UNIVERSITY PARK, Pa. – A proposed $14.7 million project to modernize and improve the existing 22,000-square-foot Ostermayer Laboratory at Penn State Greater Allegheny garnered a recommendation for approval on Feb. 20 from the Board of Trustees Committee on Finance, Business and Capital Planning.
Built in 1973, Ostermayer Lab currently houses two biology and two chemistry teaching laboratories, along with four research laboratory spaces, a laboratory preparation space, faculty and staff offices, and one general purpose classroom.
This project will address much-needed facility maintenance. When renovated, new research spaces will house state-of-the-art laboratory and safety equipment; modernized teaching spaces will allow for greater faculty and student collaborations; improved classroom and collaboration spaces will foster a better learning environment; and an enhanced entrance and lobby space will be used to display student work and engage the local community in informal science education.

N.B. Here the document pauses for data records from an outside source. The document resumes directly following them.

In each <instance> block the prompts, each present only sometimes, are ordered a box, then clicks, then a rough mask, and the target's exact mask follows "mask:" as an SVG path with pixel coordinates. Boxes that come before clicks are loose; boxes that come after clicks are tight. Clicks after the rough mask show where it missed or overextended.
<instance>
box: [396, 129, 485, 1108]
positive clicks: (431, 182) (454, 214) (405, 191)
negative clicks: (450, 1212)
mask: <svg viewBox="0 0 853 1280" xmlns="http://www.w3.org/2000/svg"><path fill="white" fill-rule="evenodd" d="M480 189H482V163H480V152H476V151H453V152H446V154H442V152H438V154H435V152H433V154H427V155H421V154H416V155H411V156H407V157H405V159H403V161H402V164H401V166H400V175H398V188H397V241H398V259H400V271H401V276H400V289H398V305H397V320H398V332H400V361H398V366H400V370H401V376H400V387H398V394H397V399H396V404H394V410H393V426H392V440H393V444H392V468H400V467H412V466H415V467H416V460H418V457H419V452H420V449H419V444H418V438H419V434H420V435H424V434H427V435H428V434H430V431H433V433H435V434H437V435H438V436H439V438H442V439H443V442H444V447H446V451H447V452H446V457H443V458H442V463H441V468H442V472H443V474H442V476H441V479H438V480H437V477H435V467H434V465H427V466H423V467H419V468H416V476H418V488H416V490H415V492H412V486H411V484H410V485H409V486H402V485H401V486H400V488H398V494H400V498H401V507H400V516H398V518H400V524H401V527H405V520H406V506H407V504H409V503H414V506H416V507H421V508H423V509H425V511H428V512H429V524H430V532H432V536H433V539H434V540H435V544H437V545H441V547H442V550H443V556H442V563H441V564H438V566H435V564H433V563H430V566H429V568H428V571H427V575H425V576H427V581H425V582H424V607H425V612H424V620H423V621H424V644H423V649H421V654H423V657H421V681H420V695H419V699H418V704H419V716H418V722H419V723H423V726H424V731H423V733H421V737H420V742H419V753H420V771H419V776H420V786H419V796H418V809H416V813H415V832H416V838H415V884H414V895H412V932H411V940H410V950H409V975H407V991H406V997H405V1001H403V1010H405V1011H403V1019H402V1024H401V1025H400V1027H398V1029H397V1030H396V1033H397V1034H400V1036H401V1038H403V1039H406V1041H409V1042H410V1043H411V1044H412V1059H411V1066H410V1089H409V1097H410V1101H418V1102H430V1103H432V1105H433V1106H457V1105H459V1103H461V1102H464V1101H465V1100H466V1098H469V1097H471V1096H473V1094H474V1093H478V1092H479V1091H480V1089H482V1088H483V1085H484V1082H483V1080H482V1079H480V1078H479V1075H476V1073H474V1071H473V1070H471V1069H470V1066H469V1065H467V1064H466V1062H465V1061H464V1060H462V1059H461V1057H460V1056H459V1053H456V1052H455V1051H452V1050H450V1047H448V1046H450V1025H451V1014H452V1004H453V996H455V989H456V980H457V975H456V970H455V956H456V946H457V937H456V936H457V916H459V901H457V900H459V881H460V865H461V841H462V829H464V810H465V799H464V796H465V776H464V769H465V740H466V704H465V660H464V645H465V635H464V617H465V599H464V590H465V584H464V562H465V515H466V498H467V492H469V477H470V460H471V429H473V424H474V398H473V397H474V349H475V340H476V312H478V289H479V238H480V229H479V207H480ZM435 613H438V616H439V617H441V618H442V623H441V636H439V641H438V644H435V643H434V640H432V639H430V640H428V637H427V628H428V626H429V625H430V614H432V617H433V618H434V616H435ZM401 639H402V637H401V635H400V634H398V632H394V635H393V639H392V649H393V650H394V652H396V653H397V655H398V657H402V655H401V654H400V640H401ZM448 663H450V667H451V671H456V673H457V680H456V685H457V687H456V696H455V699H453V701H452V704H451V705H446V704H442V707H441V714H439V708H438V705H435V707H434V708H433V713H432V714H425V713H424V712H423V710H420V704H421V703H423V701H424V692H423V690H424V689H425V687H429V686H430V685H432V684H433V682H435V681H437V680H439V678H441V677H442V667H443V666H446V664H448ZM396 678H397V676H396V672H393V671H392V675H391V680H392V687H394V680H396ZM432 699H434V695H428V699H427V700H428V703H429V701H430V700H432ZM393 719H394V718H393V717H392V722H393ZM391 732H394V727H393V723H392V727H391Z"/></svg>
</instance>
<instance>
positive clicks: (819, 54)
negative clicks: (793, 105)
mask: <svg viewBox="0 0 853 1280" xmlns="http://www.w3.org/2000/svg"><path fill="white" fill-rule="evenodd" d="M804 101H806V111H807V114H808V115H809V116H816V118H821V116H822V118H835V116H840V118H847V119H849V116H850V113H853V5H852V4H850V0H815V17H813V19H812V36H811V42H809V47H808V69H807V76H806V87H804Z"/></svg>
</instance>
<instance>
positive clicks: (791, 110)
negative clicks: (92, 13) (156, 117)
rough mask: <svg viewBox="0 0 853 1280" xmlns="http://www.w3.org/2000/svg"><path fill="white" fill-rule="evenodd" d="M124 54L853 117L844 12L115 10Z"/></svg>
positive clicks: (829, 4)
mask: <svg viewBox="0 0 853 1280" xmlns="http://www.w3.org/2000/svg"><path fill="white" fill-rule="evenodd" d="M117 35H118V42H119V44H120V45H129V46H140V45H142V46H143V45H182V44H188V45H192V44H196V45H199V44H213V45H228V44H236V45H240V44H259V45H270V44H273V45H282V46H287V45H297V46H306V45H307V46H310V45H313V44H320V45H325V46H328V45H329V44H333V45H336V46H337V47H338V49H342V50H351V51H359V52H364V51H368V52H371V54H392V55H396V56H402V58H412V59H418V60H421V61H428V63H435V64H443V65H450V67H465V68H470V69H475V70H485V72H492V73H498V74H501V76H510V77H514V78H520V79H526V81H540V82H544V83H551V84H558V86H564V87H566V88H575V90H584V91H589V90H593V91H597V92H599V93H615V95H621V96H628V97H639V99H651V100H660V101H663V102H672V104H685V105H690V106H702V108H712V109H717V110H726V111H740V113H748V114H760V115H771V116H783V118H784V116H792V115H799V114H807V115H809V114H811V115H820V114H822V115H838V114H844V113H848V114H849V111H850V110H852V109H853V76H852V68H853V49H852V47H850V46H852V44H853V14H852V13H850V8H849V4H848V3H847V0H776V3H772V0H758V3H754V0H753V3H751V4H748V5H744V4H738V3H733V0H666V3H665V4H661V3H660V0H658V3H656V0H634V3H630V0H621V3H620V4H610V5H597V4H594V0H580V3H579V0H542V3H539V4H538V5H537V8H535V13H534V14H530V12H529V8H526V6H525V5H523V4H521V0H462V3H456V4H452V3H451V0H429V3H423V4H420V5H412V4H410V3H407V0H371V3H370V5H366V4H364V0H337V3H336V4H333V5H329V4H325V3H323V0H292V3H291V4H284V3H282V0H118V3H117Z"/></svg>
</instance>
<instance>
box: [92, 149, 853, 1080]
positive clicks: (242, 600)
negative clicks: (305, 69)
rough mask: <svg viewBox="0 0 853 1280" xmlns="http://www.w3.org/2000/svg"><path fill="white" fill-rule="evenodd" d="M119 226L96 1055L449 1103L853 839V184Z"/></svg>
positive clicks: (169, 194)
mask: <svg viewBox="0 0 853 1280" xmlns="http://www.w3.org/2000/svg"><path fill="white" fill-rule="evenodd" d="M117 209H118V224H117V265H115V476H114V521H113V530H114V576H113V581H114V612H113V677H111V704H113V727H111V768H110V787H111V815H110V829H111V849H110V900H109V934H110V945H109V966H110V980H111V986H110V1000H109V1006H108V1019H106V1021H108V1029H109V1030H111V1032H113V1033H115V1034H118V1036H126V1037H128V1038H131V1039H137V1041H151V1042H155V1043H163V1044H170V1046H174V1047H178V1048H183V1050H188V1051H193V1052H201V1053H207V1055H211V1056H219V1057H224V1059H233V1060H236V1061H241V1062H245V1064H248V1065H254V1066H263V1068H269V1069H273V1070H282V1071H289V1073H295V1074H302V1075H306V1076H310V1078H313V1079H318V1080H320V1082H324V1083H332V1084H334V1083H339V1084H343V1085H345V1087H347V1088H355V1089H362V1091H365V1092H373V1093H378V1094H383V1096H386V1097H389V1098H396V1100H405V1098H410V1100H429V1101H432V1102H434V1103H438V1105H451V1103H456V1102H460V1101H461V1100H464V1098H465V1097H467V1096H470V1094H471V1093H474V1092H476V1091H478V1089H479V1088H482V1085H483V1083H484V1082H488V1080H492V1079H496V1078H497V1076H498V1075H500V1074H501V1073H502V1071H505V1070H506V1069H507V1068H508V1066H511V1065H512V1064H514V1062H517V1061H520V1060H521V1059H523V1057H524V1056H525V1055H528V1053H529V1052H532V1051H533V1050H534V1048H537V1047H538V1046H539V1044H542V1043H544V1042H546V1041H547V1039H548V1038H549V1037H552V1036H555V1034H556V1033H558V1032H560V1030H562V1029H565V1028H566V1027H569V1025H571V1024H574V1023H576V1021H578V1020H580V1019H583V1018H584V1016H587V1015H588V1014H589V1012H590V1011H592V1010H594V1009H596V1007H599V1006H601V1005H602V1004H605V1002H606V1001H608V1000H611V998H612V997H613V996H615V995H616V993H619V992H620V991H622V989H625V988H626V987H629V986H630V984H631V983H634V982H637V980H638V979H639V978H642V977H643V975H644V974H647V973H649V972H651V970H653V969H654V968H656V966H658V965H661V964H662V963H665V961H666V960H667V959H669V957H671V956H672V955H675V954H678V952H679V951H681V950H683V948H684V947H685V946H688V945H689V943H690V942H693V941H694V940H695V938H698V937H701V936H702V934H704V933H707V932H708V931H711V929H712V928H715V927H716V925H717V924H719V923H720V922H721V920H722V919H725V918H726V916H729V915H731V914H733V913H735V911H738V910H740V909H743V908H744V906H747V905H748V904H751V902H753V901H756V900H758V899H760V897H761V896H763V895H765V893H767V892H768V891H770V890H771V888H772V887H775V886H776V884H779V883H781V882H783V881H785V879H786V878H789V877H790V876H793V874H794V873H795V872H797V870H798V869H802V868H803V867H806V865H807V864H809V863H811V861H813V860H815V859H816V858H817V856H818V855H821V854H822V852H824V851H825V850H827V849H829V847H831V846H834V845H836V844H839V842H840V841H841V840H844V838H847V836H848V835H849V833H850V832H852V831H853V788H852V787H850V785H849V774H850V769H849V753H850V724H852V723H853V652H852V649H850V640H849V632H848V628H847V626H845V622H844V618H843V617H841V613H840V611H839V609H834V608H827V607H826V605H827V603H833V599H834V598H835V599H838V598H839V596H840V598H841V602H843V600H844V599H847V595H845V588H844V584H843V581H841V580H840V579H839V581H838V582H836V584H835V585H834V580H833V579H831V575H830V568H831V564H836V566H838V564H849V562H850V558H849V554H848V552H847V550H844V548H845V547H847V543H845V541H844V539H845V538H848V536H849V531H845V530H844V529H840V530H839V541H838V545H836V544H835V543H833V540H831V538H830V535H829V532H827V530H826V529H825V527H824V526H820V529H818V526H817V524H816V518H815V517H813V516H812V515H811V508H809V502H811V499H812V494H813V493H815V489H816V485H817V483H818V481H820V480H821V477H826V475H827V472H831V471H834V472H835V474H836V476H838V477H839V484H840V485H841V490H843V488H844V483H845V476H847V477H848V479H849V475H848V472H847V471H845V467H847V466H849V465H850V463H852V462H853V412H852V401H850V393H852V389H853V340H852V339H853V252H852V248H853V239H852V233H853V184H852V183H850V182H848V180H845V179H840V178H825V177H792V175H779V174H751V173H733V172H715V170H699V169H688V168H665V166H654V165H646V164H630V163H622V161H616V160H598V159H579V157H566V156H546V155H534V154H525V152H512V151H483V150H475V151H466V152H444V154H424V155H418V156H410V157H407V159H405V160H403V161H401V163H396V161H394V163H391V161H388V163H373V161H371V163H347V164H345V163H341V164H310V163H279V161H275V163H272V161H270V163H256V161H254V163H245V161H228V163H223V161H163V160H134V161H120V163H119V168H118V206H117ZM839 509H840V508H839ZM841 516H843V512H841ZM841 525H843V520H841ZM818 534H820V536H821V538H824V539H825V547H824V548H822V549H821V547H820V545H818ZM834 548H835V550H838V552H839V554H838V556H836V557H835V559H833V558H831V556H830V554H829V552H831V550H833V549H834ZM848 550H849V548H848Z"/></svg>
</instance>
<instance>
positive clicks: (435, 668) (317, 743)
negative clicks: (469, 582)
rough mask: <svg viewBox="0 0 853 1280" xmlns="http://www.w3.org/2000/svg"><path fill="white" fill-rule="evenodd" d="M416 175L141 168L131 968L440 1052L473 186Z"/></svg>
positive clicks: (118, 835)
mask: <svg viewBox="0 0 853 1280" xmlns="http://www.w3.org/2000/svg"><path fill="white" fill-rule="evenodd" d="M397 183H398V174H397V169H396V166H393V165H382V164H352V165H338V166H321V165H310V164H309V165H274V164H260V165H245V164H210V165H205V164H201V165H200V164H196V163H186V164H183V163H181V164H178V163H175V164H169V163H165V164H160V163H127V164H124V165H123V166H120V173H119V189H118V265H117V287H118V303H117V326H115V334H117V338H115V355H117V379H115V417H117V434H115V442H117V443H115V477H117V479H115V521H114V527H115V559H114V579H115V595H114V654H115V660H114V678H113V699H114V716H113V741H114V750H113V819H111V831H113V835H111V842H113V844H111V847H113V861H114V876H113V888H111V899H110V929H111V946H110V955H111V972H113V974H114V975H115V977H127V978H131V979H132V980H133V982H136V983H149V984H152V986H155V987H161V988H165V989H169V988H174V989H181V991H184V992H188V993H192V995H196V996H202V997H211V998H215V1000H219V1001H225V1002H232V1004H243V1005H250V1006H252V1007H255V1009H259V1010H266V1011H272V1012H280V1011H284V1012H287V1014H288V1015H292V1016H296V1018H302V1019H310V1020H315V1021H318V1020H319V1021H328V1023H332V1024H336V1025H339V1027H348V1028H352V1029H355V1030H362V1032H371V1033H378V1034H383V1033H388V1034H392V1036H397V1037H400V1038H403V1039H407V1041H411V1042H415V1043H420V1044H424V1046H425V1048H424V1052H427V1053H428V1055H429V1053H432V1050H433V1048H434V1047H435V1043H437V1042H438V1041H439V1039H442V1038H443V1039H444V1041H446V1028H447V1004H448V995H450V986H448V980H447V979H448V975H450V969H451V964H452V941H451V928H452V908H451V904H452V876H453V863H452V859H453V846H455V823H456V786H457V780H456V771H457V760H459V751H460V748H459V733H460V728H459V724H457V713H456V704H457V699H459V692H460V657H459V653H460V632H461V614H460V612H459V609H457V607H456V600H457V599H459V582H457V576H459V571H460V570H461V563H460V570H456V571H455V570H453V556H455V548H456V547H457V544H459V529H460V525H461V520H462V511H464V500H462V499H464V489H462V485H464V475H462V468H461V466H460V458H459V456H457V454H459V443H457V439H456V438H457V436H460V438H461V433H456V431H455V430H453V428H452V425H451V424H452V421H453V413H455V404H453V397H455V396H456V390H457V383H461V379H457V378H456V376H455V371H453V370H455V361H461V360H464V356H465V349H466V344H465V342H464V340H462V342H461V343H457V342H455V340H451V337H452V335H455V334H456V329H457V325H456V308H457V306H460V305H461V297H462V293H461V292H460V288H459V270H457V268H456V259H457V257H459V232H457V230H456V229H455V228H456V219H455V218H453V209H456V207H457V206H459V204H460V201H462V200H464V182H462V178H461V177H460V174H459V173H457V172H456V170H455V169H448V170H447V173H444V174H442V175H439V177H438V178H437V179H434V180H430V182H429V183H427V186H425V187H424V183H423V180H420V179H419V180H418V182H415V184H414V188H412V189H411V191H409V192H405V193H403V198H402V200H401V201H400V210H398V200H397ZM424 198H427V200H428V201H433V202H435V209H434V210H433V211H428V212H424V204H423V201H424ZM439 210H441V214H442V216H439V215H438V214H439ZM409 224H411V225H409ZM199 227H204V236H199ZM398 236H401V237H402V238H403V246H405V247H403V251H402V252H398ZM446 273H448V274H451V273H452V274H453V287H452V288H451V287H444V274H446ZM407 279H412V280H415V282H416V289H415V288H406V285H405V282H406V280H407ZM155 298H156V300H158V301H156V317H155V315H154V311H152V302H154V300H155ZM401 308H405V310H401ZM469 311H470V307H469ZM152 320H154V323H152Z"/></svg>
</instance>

“The new Ostermayer Lab will further the cutting-edge pedagogies happening at Greater Allegheny,” said Jacqueline Edmonson, chancellor and chief academic officer for the campus. “Our faculty use digital tools, technologies and research-based approaches in their teaching. The changes to the building will allow them to engage students in even more meaningful and creative ways.”
As part of the project, aging and inefficient building systems also will be renewed.
“We are grateful for the University’s support which allows us to transform teaching and research space,” said Adam Homer, operations and physical plant manager. “When the project is completed in 2021, Ostermayer Laboratory will be a contemporary facility that will support the growing curriculum at Penn State Greater Allegheny.”
Renovations will begin later this spring. Completion is expected for the start of the fall 2021 semester. Greater Allegheny is using a mobile laboratory facility that was in service at the Penn State Berks and Hazelton campuses during renovation projects at those locations.